Sergei Lavrov
Mosca – “Da parte di Papa Francesco parole non cristiane”. Lo ha detto in conferenza stama il ministro degli esteri russo Serghei Lavrov, commentando le parole di papa Francesco degli scorsi giorni in cui aveva definito “crudeli” i militari ceceni e buriati.
“Papa Francesco ha fatto delle dichiarazioni non cristiane sulle crudeltà commesse da membri di due nazionalità della Russia, ceceni e i buriati – ha detto Lavrov -. Il Vaticano ha detto che ciò non si ripeterà e che probabilmente c’è stato un malinteso, ma questo non aiuta ad aumentare l’autorità dello stato pontificio”.

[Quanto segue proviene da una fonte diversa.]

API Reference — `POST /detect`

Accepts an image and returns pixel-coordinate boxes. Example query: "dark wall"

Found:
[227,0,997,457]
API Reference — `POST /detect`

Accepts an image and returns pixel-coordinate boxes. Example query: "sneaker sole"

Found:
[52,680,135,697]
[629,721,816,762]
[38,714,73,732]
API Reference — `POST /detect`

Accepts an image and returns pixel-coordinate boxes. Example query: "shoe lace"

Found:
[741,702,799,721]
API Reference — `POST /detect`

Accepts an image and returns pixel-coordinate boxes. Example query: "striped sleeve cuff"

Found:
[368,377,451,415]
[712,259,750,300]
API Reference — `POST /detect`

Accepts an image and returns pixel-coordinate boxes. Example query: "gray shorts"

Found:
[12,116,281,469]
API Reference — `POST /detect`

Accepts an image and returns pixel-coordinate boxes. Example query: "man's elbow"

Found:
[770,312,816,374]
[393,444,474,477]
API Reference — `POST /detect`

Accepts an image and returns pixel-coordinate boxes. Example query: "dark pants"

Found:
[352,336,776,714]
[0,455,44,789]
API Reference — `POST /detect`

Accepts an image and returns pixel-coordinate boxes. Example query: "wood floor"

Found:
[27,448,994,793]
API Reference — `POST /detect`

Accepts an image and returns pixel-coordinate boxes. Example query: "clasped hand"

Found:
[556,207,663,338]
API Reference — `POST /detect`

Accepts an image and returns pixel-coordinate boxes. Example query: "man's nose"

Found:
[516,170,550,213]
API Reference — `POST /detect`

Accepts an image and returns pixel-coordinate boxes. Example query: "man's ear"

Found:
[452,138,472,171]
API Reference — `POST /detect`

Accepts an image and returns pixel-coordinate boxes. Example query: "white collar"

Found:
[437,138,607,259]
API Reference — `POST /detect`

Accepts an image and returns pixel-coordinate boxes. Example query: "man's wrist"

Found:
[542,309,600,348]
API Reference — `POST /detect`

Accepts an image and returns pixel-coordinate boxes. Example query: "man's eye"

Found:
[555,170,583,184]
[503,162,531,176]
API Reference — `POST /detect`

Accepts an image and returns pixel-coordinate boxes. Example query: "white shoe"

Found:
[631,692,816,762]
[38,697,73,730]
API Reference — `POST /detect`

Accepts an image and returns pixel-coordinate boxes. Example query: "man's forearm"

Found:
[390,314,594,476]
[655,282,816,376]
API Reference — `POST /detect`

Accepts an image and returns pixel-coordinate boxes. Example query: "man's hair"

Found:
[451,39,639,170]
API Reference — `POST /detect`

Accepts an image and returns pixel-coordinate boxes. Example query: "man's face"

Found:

“L’Occidente spinge Kiev a continuare la guerra – ha aggiunto il ministro degli Esteri russo -, è letteralmente spinta a continuare la guerra che l’Occidente sta conducendo contro la federazione russa. Se e quando l’Occidente capirà che è meglio coesistere sulla base di fondamenta concordate, ascolteremo quello che hanno da proporre”.

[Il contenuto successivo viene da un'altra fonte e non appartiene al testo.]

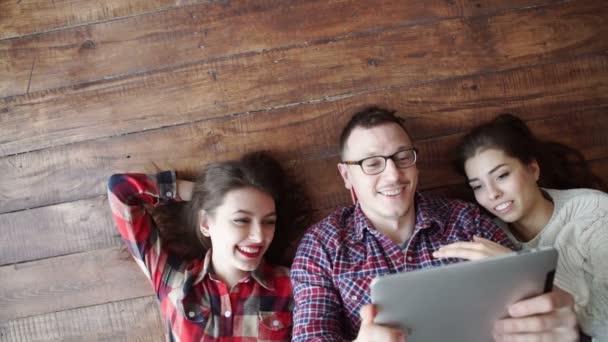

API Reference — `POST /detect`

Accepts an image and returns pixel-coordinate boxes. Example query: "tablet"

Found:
[371,248,557,342]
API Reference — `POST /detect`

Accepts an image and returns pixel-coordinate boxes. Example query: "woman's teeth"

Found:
[494,201,513,211]
[378,187,404,196]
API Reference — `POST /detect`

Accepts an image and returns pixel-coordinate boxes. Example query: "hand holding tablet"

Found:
[371,248,557,342]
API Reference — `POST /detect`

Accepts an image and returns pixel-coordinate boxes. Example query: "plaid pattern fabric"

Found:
[291,193,514,341]
[108,171,293,342]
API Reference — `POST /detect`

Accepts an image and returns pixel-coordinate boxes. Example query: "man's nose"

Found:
[382,158,399,179]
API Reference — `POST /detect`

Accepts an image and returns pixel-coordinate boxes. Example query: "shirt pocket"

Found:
[258,311,292,341]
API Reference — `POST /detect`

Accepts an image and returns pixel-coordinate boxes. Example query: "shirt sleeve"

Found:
[108,171,179,293]
[291,227,350,342]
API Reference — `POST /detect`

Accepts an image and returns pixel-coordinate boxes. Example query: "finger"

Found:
[359,304,376,325]
[494,314,561,333]
[368,325,406,342]
[473,235,498,245]
[509,290,573,317]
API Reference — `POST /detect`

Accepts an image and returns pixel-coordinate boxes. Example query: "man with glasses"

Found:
[291,107,576,341]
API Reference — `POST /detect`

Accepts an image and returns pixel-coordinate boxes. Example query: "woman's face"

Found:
[201,187,276,282]
[464,148,540,223]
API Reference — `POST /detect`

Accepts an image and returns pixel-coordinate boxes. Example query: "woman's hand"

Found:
[176,179,194,202]
[433,236,512,260]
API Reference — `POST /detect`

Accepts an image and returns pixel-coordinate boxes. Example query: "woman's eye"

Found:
[498,172,509,179]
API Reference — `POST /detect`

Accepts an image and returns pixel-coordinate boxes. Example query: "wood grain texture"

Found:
[0,296,164,342]
[0,56,608,212]
[0,248,153,321]
[0,0,556,97]
[0,153,608,268]
[0,0,207,39]
[0,196,122,265]
[0,1,608,155]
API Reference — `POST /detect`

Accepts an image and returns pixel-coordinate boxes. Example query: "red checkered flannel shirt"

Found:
[108,171,293,342]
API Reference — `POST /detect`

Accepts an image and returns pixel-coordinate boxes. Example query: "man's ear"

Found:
[198,209,212,237]
[338,163,353,190]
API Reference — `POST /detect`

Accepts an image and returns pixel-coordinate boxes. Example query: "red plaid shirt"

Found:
[108,171,293,342]
[291,193,514,341]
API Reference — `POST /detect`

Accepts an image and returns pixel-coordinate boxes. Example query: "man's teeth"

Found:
[494,201,513,211]
[378,188,403,196]
[239,247,260,253]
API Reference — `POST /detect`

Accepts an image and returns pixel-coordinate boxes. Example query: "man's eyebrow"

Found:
[469,163,507,183]
[361,145,413,159]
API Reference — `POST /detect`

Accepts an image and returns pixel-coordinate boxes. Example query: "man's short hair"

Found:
[340,106,410,158]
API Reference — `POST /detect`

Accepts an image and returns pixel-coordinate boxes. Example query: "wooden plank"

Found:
[0,155,608,320]
[0,296,164,342]
[0,248,153,321]
[0,56,608,212]
[0,0,608,155]
[0,0,557,97]
[0,0,207,39]
[0,196,122,265]
[0,121,608,262]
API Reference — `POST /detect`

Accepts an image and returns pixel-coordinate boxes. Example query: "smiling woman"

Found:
[108,152,302,341]
[439,114,608,341]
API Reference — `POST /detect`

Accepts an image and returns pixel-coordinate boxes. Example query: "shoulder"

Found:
[304,205,355,243]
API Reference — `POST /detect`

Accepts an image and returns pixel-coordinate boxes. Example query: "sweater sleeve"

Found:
[577,209,608,341]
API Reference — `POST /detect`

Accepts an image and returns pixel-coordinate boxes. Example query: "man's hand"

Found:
[354,304,407,342]
[494,288,578,342]
[433,236,512,260]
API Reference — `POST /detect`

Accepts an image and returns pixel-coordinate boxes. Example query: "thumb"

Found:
[359,304,376,325]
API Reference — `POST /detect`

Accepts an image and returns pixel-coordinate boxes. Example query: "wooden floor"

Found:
[0,0,608,341]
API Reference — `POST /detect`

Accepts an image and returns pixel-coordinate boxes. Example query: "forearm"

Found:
[108,172,176,286]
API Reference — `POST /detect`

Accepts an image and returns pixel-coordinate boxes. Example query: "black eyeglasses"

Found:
[342,148,417,175]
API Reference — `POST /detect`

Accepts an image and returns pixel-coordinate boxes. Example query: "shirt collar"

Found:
[195,249,275,291]
[352,192,443,240]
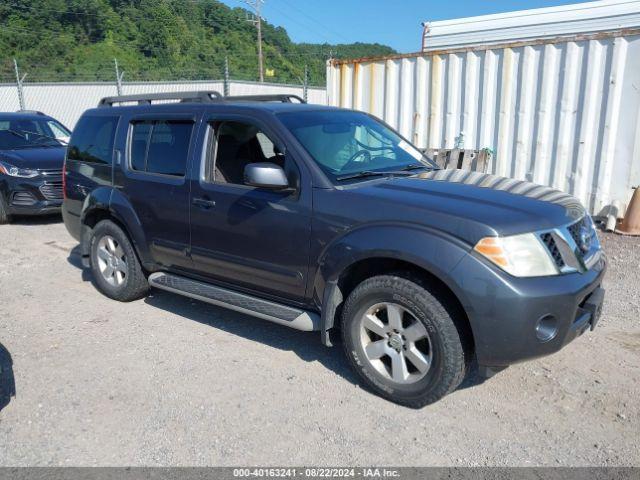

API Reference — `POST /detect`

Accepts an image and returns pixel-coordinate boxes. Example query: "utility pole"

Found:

Papa Francesco, parlando della guerra in Ucraina aveva definito “ceceni e buriati crudeli”.
“Ho informazioni sulle crudeltà che vengono commesse – aveva detto il pontefice in un’intervista -. È chiaro chi sto condannando. Non è necessario che metta nome e cognome. Quando parlo dell’Ucraina, parlo di un popolo martoriato, hai qualcuno che lo martirizza. Ho molte informazioni sulle truppe che invadono… in genere i più crudeli sono forse quelli della Russia, che tuttavia non sono della tradizione russa, come i ceceni e i buriati e così via. Certamente chi invade è lo stato russo. Questo è molto chiaro”.